Kentucky is currently solidly in Republican control. A Democrat has not won the Presidential election in Kentucky since Bill Clinton won in 1996. The last five presidential elections in Kentucky have seen landslide margins: in 2000 the Republican won by 14.9 percent, in 2004 it was by 19.9 percent, in 2008 the margin was 16.3 percent and in 2012 the Republican won by 22.9 percent. In 2016, Trump defeated Clinton by nearly 30 percent, 62.5 percent compared to Clinton’s 32. 7 percent. With a Partisan Voting Index of R+15, Kentucky has a Republican Governor and 2 Republican U.S. Senators, and 5 of the 6 members of Congress are currently Republicans. Democrat John Allan Yarmuth has represented Kentucky’s 3rd Congressional District, which encompasses most of the Louisville Metro Area since 2007.

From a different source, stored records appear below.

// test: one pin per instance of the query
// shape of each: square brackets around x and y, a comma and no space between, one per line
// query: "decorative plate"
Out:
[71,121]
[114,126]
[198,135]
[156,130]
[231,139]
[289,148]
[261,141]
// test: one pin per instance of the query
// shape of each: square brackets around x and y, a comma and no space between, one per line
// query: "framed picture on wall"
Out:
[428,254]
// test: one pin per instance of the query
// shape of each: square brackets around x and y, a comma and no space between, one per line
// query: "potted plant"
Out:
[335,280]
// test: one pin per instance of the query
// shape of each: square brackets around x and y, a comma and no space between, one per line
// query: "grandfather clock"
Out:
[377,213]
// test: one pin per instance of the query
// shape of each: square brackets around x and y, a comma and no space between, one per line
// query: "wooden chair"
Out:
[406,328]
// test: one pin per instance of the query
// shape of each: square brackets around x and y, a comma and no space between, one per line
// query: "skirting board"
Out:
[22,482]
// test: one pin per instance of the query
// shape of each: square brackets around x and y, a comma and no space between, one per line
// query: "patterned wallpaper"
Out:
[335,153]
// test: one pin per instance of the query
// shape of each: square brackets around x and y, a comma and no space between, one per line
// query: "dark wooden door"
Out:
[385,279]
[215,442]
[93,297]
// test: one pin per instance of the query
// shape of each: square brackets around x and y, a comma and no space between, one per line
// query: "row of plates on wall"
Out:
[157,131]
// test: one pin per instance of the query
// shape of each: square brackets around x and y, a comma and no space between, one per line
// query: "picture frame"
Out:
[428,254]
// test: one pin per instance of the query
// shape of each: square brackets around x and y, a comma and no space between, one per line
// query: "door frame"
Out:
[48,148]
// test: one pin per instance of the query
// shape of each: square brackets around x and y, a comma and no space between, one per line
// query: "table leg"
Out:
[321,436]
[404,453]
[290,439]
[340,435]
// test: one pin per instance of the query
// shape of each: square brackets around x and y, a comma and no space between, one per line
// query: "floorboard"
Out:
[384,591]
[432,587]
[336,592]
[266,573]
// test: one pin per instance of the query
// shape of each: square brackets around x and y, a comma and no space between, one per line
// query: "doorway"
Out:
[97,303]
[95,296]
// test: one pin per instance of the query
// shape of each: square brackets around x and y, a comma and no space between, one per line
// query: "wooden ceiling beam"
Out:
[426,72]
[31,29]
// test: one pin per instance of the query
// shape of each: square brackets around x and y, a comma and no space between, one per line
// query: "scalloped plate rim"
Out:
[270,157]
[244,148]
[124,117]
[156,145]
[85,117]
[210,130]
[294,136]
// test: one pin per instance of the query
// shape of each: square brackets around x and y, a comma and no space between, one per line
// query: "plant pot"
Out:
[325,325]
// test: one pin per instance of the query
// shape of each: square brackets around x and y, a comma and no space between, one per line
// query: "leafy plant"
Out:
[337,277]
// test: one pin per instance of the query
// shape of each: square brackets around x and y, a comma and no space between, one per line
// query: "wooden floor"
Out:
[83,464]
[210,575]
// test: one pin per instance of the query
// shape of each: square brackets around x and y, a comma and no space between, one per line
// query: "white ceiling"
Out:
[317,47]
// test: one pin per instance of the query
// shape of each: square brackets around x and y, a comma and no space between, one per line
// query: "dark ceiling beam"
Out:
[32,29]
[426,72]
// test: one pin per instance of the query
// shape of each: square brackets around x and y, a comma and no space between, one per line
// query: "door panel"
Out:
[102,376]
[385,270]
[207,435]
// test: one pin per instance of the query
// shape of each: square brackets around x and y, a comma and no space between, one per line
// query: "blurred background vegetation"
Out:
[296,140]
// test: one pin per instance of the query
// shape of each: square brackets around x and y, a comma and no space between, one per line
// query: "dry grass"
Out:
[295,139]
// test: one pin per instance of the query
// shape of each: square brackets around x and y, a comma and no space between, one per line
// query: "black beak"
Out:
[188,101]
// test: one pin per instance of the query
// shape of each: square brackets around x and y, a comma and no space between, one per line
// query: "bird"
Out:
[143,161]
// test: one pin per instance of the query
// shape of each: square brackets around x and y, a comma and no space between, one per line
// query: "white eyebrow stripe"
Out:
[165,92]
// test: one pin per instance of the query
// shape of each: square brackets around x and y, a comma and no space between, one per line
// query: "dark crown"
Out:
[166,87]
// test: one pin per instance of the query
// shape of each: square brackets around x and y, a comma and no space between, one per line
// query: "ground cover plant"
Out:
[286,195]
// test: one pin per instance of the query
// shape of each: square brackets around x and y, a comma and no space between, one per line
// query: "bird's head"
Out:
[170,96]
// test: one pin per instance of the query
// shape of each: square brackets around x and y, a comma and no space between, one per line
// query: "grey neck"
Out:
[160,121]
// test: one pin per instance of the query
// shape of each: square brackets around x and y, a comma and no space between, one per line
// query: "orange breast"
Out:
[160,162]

In 2020, however, there are points of light for Democrats. We are following the Kentucky Senate race because Senate Majority Leader Mitch McConnell shows considerable weakness in early polling, and our data suggest that Democratic voter mobilization in 2020 could swing the Senate to the Democrats. Kentucky has a working class, anti-establishment voter base, and no one symbolizes the insider establishment more than Mitch McConnell.

Republicans established control of the Governorship and both houses of the General Assembly in 2017. In 2018, 19 of the 38 State Senate seats were up for election and Republicans won 17 seats, while Democrats only won two seats. The current ratio in the Senate is 29 Republicans to 9 Democrats. Democrats had held the State House until 2016, when the Republicans went from holding 45 seats to holding 64 of the 100 House seats. After the 2018 election, the ratio in the State House is 61 Republicans to 39 Democrats. The next election for seats in both the Kentucky State Senate and State House will take place in 2020.

The Kentucky gubernatorial election took place in November 2019. Since the state repealed its constitutional prohibition of governors serving consecutive terms in 1992, no Republican Governor of Kentucky has ever been elected to consecutive terms. The only Republican to run for re-election, Ernie Fletcher, was defeated by Democrat Steve Beshear in 2007, who served until Matt Bevin was elected in 2015. Steve’s son, Democratic Kentucky Attorney General Andy Beshear, defeated Bevin by just over 5,000 votes, or 0.37 percent, making this the closest gubernatorial election in Kentucky since 1899. Statewide turnout was just over 42 percent, much higher than for the 2015 gubernatorial election. The result was a major swing from 2016, when Donald Trump won the state by 30 points and Republicans gained a supermajority in both chambers of the Kentucky General Assembly.